Shortly before Vawter’s own AIDS-related death in 1994, filmmakers Gea Kalthegener and Douglas Ferguson shot Free Fall, a portrait of Vawter as he prepared to perform Roy Cohn/Jack Smith in Amsterdam. In hazy black-and-white video, they capture Vawter’s almost unbearable gravitas and occasional bursts of humor as he contemplates the end of his life and mourns the future persecution of people with AIDS. Blessed with the stately voice of a news anchor and the aquiline profile of a Roman emperor, Vawter is mesmerizing whether he’s smoking a cigarette in the bath or replicating Smith’s goatee with greasepaint backstage. He profoundly claims that the audience’s awareness of his declining health contributes to the show’s spectacle of an actor moving “beyond the body” and tapping into a universal desire to transcend illness in pursuit of beauty.

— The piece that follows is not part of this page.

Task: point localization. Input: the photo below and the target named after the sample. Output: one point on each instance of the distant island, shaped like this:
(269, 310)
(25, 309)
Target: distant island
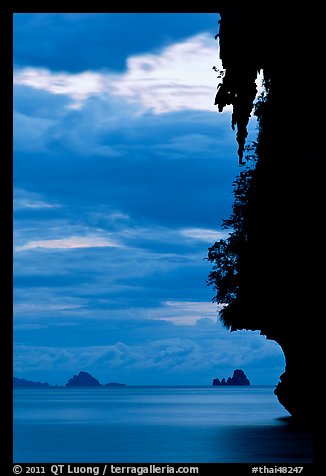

In Cohn and Smith, Vawter saw “the consequences of society repressing the sexuality of some of its members.” He makes no plea for empathy toward Cohn, who unquestionably left the world in worse shape than he found it, though just how much worse Vawter wouldn’t live long enough to discover. He’s clearly as enthralled with Smith’s camp shamanism as he is disgusted by Cohn’s wretchedness, but the two subjects are nevertheless joined by their shared end and the centrifugal force of homophobia that pushed them to the margins. Both men had a steeliness of character that secured for them a place proximate to the mainstream of American life. Cohn architected the pugilistic shamelessness that now threatens to capsize American democracy and the world eventually caught up with Smith’s glitter-choked genderfuckery. Even as deaths from AIDS have plummeted in the West in the 21st century, the repression that caught Vawter’s fascination continues burrowing around in search of hospitable political climates.
Free Fall screens tonight, April 29, at Anthology Film Archives as part of “Ron Vawter’s Roy Cohn/Jack Smith.”